おかげで、Sphinx の魔改造の話や HTML テンプレートへの提案など、興味深い発表を聞きそびれてしまったのは非常に残念です。
資料は公開されているので、それぞれ噛み締めながら何度か読み返そうと思っています。
さて、今回の SphinxCon では僕はトーク枠を持っていなかったのですが、実はイベントに合わせて作っていたものがあります。
LT でお披露目しようかと思っていたのですが、間に合わなかった上に風邪でダウンしてしまったので、代わりにここで紹介しようと思います。
作ったのは pycmark というパッケージです。
github.com
まだ README すら置いていないので、なにものかがわかりづらいのですが、docutils 向けの CommonMark パーサです*1。
現状では、ひととおりの記法をサポートしているので、触ってもらえるレベルにはなったかと思います。
TAB やコントロール文字類、特殊文字類の対応が済んでいないので、もう少し開発を続けるつもりです。
もう少し進めて一段落したら、一度リリースするつもりです。
使ってみる
未リリースなので、リポジトリから直接入れます。
$ pip install git+https://github.com/tk0miya/pycmark
ちなみに Python3.x 専用です。

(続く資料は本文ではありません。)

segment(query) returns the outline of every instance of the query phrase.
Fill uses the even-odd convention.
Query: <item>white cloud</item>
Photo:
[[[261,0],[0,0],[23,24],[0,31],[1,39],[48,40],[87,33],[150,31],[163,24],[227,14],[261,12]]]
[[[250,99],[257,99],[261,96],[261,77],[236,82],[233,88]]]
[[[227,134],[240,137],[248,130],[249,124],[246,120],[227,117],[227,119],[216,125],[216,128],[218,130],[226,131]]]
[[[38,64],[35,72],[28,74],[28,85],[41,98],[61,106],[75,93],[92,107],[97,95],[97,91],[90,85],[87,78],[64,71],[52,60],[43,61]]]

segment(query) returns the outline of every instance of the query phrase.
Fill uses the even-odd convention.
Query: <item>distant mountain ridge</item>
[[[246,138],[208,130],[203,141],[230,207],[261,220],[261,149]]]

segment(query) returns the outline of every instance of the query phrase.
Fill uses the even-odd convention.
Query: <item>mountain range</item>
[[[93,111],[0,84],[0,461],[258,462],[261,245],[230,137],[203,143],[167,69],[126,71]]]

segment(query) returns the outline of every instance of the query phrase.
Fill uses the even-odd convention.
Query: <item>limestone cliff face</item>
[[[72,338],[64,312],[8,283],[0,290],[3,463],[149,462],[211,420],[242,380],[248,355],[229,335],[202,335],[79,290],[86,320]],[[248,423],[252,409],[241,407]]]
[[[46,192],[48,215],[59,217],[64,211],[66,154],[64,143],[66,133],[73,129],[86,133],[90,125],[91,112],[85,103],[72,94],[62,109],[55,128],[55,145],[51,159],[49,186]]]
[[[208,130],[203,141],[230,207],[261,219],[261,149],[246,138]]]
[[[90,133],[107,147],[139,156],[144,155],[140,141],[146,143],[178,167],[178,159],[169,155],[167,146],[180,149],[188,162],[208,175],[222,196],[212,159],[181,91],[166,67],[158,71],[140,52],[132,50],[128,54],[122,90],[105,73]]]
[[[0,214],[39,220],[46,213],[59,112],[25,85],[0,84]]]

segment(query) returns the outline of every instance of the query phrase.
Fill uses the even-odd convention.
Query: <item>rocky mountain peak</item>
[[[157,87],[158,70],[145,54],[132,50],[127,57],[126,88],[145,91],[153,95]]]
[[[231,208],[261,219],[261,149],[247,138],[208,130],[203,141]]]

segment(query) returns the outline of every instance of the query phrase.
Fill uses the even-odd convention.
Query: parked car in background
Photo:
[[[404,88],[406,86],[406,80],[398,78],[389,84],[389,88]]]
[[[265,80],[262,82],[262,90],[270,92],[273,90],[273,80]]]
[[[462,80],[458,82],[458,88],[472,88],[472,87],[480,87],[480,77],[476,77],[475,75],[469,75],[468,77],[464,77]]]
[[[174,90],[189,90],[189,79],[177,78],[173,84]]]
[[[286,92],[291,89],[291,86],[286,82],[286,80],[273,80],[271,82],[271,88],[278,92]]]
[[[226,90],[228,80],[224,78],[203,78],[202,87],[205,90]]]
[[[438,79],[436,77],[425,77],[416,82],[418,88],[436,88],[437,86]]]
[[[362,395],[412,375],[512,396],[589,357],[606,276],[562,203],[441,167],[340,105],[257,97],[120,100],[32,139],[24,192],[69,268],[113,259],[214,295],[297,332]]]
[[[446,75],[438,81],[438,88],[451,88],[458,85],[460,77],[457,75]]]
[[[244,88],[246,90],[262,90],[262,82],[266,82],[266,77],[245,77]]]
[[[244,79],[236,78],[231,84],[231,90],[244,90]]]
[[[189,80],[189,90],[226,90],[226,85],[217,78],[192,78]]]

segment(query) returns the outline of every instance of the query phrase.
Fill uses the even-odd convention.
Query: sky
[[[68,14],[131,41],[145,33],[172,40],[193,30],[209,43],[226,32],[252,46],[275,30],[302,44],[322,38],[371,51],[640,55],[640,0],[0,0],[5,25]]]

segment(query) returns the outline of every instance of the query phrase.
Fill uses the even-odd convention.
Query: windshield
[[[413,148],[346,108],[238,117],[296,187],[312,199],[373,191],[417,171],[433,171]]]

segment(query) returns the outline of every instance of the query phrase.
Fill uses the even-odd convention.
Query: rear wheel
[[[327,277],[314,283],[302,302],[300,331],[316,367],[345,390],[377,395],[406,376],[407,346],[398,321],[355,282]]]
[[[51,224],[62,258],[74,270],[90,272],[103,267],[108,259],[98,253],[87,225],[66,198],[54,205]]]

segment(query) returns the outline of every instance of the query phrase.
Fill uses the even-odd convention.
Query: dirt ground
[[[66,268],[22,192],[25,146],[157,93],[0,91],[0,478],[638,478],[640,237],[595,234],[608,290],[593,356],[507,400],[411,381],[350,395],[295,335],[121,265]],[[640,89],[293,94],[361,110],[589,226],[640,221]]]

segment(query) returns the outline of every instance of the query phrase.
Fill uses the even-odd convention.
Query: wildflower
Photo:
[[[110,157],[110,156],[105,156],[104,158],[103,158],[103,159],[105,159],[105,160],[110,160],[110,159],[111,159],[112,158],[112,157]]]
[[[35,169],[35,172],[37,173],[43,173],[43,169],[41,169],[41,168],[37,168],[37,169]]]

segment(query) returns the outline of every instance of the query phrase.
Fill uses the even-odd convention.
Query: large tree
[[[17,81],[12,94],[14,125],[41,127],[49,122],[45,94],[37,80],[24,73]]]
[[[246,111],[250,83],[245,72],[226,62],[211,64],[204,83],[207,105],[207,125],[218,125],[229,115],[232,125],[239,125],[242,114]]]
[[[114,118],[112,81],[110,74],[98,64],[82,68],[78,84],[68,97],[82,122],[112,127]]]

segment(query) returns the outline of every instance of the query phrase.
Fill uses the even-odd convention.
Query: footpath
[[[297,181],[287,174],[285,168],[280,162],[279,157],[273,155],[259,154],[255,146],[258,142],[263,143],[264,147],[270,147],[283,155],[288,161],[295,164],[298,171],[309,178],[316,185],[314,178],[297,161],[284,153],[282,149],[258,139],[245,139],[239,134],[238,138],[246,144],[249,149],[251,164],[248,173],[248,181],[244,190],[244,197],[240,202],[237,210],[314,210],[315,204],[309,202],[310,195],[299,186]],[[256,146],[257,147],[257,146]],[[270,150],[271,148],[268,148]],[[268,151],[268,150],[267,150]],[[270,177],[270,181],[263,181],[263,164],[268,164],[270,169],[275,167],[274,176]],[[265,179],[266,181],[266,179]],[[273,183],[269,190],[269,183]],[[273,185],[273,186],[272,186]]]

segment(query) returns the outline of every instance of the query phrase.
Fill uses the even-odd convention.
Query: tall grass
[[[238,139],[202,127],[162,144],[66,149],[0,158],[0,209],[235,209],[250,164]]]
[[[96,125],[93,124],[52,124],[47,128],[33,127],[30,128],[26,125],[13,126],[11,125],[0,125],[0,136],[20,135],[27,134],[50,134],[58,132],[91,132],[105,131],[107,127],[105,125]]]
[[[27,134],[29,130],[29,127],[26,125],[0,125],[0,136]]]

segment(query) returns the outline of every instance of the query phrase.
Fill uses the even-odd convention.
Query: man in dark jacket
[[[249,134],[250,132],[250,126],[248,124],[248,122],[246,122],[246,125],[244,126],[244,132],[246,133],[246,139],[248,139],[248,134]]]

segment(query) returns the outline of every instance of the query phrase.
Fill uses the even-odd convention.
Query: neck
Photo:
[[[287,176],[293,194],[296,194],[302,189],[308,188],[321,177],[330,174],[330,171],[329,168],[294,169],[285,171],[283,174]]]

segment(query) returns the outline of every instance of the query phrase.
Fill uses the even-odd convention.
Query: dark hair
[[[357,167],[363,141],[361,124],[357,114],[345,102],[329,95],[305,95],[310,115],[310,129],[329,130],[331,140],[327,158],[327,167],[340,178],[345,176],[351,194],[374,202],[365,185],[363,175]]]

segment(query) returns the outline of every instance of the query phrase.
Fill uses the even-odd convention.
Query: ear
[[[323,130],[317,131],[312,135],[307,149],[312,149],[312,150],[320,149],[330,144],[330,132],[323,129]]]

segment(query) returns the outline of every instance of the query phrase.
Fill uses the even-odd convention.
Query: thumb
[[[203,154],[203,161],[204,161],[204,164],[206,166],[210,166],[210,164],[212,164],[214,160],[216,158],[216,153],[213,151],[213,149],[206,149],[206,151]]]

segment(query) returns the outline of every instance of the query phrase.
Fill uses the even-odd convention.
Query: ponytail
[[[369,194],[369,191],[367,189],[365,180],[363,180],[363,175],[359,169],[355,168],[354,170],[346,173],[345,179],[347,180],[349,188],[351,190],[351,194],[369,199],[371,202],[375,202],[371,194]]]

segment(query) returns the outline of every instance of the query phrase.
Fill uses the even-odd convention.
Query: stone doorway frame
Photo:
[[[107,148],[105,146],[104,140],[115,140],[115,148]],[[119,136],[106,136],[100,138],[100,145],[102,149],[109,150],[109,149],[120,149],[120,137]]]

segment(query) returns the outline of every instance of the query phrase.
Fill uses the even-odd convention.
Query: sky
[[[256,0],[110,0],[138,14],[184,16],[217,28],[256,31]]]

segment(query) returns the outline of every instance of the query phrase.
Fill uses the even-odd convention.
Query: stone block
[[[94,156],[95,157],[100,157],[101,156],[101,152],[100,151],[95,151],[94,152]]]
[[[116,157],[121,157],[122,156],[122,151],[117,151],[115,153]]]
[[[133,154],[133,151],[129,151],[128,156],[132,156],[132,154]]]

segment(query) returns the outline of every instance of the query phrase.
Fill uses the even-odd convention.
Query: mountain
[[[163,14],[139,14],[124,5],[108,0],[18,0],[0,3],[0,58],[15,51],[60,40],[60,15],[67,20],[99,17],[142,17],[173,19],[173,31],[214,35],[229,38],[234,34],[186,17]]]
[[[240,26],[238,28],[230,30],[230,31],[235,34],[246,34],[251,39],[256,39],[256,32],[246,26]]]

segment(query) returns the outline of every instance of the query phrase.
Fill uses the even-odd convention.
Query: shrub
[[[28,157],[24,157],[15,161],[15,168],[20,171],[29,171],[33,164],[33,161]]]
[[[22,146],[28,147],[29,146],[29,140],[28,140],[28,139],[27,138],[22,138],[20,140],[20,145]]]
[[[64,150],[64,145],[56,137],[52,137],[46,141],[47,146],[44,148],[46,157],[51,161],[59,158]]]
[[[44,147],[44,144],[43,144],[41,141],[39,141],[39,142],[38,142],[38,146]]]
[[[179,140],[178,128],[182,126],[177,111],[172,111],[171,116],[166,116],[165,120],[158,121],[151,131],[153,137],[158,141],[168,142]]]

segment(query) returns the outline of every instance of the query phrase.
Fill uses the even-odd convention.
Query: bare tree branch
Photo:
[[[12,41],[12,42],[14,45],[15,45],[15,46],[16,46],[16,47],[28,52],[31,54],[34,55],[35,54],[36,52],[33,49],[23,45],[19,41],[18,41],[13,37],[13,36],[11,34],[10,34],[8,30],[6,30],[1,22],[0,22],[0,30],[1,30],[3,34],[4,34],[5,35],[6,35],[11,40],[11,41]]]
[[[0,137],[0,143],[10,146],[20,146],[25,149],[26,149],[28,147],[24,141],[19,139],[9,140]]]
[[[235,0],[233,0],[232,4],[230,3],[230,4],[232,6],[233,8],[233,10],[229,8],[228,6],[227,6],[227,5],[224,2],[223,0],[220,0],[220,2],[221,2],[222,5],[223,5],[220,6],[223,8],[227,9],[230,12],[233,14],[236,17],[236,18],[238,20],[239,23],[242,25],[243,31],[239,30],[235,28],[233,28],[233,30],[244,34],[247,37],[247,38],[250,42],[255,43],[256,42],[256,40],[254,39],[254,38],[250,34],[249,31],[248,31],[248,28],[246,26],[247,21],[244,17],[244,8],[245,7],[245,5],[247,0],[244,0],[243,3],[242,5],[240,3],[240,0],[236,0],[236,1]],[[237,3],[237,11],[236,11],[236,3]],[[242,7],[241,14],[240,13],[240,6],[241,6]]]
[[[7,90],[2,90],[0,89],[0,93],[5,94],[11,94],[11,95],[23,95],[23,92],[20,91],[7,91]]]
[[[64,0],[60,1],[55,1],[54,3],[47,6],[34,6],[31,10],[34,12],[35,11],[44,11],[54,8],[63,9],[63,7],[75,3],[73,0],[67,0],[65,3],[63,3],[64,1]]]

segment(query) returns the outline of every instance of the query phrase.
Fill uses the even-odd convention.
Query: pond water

いまのところ 3.6 でしか動作確認していません。
いまのところ遡ってサポートする気はないので、使いたい人は Python のバージョンを上げてください。
Sphinx 拡張としての作り込みはしていない*2ので、conf.py に setup 関数を書き足し、直接 pycmark を有効にします。
html_experimental_html5_writer = True def setup(app): from pycmark import CommonMarkParser app.add_source_parser('.md', CommonMarkParser)
ついでに、HTML5 writer を有効にしておきます。標準で利用される HTML4 writer では正しく動作しません。
設定はこれで完了です。あとは .md ファイルを置いて、ビルドするだけです。
pycmark のゴール
さて、Sphinx では recommonmark が CommonMark パーサとして知られています。
それなのに、敢えて新しい CommonMark パーサを開発したのはわけがあります。
recommonmark がベースにしている CommonMark-py はコア部分がモノリシックなモジュールとして実装されています。これはシンプルで正しい設計なのですが、残念ながら拡張性がありません。
CommonMark の生まれた経緯などを考えると、パーサは拡張可能である必要はないのです。しかし、実際には gfm 然り、kibe.la 然り、新し目の Markdown の派生言語は CommonMark をベースとしています。つまり、これらのパーサを用意するには CommonMark パーサをさらに拡張する必要があります。こうしたときに CommonMark-py では都合が悪いのです。
pycmark はプラガブルな構造になっており、個々の記法を個別に無効化したり、新たな記法を追加できます。
現時点では、CommonMark の範囲の実装しか提供していませんが、いずれ gfm などのよく使われている記法のプラグインを用意する予定です。
まとめ
pycmark という CommonMark パーサを作っています。
現在の pycmark CommonMark パーサとしてはおおよそ完成しているものの、未熟なところが多くまだ使用に耐えません。
しかし、いずれは gfm などの記法も解釈できる CommonMark サブセットパーサにまで実装を進める予定です。
そこまでたどり着くと、これまでの markdown 資産が活かせ、Sphinx が使える範囲が更に広まるのではないかと考えています。
はてさて、これが夢物語で終わるのか、ちゃんと実装が完了するのかはお楽しみにお待ちください。
なお、pycmark はいつでもバグレポートと PR をお待ちしております :-)
ひとまずファーストリリースを近いうちに (年内に?) やりたいところですね。